De fait, l’incitation à l’apprentissage va aussi avec sa promotion dans de nouveaux domaines (dont le secteur des services, notamment celui du sanitaire et social). Mais c’est surtout sa diffusion à d’autres niveaux de formation que ceux initialement visés (à la sortie du collège, pour une insertion rapide sur le marché de l’emploi) qui explique sa hausse : ainsi, les 576 300 apprentis, hommes et femmes, de l’enseignement supérieur représentaient 60 % des effectifs de l’alternance en 2022, contre 20 % en 2009 (ce qui était déjà une forte hausse depuis 1995).

L’apprentissage se développe dans l’enseignement supérieur, reportage de La Quotidienne (2015).

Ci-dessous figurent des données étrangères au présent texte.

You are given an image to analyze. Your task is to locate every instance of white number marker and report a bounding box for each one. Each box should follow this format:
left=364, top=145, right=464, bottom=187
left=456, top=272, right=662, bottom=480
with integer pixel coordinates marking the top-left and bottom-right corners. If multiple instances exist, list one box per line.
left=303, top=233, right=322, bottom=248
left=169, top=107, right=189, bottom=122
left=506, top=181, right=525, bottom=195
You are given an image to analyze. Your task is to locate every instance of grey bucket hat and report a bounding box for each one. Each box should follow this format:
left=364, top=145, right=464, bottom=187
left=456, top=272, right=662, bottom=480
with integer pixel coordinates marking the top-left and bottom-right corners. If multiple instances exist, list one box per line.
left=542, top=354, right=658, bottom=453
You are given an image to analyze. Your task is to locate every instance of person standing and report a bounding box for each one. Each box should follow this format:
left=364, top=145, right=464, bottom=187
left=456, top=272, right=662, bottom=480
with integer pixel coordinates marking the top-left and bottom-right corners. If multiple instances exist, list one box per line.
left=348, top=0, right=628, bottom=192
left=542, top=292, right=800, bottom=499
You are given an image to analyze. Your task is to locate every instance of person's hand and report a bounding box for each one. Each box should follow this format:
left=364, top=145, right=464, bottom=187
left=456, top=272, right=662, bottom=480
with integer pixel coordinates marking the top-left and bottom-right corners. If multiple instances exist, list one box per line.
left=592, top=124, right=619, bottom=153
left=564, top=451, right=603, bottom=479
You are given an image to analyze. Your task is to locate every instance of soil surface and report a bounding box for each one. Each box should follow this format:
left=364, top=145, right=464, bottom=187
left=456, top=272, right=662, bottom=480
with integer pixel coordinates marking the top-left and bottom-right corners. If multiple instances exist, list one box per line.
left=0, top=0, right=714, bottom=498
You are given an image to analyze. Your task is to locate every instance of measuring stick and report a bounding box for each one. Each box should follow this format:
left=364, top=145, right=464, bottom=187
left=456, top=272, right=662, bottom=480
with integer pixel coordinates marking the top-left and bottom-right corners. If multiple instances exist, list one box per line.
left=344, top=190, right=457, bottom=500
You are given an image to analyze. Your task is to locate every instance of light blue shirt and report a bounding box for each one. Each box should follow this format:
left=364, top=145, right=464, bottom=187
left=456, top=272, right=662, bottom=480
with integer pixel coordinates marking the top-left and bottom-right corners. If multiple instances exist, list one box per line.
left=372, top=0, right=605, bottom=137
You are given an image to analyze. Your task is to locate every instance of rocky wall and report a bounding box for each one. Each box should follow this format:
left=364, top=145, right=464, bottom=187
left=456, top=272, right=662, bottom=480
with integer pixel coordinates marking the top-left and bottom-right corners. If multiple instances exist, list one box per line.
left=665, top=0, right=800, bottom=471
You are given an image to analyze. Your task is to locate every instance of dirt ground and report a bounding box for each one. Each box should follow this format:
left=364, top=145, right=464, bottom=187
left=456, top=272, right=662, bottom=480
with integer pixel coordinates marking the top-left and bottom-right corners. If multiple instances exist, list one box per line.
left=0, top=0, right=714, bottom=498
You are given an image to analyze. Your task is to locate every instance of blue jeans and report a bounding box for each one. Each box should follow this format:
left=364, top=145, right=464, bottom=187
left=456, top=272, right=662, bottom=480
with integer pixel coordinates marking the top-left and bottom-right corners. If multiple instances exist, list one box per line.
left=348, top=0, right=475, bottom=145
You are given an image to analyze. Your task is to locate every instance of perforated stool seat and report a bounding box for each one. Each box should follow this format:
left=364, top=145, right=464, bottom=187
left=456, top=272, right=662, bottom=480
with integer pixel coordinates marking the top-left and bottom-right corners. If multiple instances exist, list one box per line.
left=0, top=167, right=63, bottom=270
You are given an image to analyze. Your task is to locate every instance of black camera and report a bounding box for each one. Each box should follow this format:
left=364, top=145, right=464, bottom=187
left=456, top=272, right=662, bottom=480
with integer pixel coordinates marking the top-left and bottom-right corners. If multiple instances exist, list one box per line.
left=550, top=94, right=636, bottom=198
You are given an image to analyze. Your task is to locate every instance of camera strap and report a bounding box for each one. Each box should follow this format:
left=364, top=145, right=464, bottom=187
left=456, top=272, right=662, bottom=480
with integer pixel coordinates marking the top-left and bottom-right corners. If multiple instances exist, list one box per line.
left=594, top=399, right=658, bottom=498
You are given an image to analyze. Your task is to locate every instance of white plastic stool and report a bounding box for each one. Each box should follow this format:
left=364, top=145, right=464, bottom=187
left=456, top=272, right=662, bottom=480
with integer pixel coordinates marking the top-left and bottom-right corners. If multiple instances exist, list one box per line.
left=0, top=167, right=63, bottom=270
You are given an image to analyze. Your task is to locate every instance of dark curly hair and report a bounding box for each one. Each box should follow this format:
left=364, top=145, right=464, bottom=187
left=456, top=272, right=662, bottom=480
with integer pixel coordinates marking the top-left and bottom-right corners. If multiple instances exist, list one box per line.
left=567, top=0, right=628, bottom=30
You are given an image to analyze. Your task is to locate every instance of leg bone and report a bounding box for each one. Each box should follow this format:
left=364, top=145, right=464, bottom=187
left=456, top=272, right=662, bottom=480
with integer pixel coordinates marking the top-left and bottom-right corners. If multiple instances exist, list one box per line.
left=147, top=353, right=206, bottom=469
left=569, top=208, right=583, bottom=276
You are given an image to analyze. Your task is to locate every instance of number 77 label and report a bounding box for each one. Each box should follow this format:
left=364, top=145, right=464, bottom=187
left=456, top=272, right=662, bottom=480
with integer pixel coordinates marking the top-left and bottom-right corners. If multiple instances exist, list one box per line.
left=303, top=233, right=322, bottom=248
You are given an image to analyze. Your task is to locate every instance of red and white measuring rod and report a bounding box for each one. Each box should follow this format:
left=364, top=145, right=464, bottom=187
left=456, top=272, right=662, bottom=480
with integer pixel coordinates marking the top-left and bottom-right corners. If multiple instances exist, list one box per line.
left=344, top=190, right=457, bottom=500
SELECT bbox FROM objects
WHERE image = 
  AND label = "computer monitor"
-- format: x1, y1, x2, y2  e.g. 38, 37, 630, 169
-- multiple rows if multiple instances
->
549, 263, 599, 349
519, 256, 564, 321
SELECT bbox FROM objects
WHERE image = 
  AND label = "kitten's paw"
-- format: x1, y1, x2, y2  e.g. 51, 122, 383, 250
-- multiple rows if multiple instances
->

Depuis les années 1980, l’injonction à l’apprentissage reposait plutôt sur les classes populaires, en parallèle d’une incitation à l’amélioration du niveau de qualification. Pourtant, il reste sélectif, par manque de places, et contribue bientôt à la dévalorisation du lycée professionnel, qui reste associé à une forme d’enseignement scolaire.

La promotion de l’alternance dans le plan « Un jeune, une solution » s’inscrit dans une individualisation de la relation salariale, qui pousse les jeunes à chercher un employeur pour signer ce contrat, trouver leur place dans une entreprise, mais aussi à retourner ensuite vers la recherche d’emploi, l’apprentissage ne débouchant que rarement sur un contrat de travail.

Avant 2018, les centres de formation d’apprentis recevaient une subvention forfaitaire de la région mais, depuis leur réforme en 2018, le soutien de l’État aux entreprises recrutant des alternantes et alternants se fait en « coût-contrat », fixé par les partenaires sociaux de chaque branche professionnelle. Il lui est aussi reproché d’engendrer des effets d’aubaine, en faveur des jeunes diplômés de l’enseignement supérieur suffisamment armés pour s’insérer professionnellement, effet d’aubaine largement exploité par les universités. De fait, les entreprises prêtes à assumer leur rôle formateur sont rares. Elles préfèrent recruter des jeunes déjà qualifiés, tout en bénéficiant du principal budget des politiques d’emploi en faveur des jeunes.

Dans un contexte de concurrence pour l’emploi, chaque programme, même de courte durée, peut servir à se distinguer. Service civique, stages, apprentissage, bénévolat, etc. sont autant de cartes à ajouter à son CV pour prouver sa bonne volonté et ses compétences.

Pourtant, ces programmes mènent rarement directement à un emploi et ils génèrent de fait deux effets pervers. D’abord, ils concentrent les financements consacrés à l’insertion des jeunes dans des dispositifs de courte durée plutôt que dans la création d’emplois durables, entraînant aussi une tentation pour les employeurs de les renouveler plutôt que d’embaucher. Mais surtout, ils ont en commun de rallonger la période d’insertion, en maintenant les jeunes dans la précarité de cette période mais aussi en augmentant les exigences des employeurs à l’entrée dans un premier emploi.